A Falcon 9 rocket delivered a Japanese satellite into Geosynchronous Transfer Orbit (GTO) and successfully returned its first stage to SpaceX's "Of Course I Still Love You" drone ship in the Atlantic Ocean. JCSAT-14 is a communications satellite owned by SKY Perfect JSAT Corporation.
This is the third successful return of a Falcon 9 first stage. One was returned to hard ground, and two have returned successfully to an ocean barge. This launch inserted its payload into a geosynchronous orbit which requires higher velocities than lower Earth orbits.
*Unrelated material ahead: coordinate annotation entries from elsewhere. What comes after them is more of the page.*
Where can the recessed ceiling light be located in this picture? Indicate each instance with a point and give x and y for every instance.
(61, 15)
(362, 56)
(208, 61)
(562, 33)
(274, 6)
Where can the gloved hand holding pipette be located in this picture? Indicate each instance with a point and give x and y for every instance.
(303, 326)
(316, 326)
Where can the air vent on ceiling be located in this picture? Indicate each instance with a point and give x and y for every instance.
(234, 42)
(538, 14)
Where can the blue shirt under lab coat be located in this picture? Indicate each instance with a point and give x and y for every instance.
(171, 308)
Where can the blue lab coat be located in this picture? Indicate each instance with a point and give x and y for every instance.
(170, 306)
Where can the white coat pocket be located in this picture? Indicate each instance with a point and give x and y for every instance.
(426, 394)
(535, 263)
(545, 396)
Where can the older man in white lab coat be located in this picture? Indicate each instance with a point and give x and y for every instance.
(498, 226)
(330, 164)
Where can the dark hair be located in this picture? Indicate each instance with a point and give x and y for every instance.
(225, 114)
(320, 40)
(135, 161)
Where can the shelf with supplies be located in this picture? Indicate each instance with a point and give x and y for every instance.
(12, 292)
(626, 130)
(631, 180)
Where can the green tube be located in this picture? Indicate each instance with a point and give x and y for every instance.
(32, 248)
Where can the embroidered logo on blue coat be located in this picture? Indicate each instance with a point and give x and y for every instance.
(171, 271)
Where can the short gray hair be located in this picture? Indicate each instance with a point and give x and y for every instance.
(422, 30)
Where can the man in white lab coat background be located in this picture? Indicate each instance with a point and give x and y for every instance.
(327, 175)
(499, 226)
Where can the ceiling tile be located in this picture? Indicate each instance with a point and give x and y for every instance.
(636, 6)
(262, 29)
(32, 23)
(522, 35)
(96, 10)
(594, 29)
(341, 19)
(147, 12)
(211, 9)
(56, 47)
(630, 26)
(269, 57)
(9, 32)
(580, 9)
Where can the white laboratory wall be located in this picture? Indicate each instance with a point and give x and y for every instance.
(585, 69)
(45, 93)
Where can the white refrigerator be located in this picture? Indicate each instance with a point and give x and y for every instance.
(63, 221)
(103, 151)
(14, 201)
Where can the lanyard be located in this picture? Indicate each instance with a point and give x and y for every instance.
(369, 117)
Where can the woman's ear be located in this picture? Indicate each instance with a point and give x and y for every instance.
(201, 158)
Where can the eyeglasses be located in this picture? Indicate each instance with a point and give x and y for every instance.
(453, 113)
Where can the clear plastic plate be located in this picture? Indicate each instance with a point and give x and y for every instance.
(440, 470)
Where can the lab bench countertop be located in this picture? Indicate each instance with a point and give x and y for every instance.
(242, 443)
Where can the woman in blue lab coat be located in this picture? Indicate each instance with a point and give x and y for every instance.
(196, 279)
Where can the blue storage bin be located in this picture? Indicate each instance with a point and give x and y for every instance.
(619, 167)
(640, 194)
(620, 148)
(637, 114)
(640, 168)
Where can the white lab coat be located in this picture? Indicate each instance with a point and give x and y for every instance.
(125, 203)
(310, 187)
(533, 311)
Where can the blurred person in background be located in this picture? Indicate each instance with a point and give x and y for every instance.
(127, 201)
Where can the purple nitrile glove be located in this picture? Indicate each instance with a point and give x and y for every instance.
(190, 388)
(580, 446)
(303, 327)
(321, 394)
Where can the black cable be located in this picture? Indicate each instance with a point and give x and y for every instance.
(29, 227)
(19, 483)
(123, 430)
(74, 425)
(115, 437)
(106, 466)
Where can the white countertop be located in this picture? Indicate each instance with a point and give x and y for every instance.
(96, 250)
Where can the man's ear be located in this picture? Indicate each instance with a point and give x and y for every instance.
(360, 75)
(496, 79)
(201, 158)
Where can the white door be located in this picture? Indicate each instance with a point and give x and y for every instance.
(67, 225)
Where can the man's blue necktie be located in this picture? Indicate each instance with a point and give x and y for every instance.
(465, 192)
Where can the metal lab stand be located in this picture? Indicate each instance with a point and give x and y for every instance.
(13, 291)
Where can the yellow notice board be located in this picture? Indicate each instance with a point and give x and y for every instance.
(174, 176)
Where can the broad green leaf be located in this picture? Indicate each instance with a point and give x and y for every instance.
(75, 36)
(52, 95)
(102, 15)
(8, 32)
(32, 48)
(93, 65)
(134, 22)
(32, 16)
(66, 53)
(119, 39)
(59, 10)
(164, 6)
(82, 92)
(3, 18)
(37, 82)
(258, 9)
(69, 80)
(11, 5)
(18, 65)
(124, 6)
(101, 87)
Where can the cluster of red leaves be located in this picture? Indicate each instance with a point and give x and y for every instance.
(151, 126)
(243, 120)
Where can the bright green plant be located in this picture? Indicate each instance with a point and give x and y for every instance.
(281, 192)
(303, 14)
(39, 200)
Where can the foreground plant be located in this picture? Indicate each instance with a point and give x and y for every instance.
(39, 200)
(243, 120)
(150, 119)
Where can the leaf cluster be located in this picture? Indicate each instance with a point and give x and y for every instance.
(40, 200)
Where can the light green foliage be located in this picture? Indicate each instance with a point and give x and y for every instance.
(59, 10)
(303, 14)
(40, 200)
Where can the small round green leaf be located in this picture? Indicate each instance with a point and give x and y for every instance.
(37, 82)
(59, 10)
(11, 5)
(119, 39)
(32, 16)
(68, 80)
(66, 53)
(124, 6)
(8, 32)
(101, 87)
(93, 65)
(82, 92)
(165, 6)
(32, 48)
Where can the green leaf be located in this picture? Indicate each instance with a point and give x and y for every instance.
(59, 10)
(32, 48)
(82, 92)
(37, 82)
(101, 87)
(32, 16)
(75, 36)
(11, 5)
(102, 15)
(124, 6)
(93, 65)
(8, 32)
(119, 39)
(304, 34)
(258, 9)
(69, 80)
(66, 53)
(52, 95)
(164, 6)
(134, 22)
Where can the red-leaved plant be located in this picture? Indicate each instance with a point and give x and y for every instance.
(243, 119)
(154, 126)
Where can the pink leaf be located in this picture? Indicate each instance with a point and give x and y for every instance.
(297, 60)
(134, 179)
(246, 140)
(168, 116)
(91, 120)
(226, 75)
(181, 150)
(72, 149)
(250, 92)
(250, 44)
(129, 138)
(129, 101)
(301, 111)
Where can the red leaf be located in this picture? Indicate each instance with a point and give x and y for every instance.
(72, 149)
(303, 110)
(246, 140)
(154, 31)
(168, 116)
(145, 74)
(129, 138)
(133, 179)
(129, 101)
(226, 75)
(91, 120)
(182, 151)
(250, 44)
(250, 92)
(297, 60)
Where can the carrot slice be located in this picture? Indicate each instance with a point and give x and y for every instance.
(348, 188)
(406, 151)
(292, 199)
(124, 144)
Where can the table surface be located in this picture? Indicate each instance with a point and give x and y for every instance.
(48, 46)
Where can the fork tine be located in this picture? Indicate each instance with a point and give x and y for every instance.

Falcon 9 is a two-stage rocket designed and manufactured by SpaceX for the transport of satellites and the Dragon spacecraft into orbit. Falcon 9’s first stage has nine Merlin (named after the Rolls Royce engines used most famously in Spitfires ?) engines and can sustain the shutdown of up to two of these engines and still complete its mission. The Falcon 9 first stage generates more than 7.6 million N (1.7 million pounds) of thrust at sea level. It can deliver a payload of 22.8 tonnes to low Earth orbit (LEO), 8.3 tonnes to GTO, and an estimated 4 tonnes to Mars. A key feature of the first stage is that it is designed to be able to fly itself back to Earth to a safe landing, so it is reusable.
Another distinguishing feature of the Falcon 9 is that it uses a pneumatic stage separation system unlike the pyrotechnic systems used on most launch vehicles. A major advantage of pneumatics is that it can be tested non-destructively.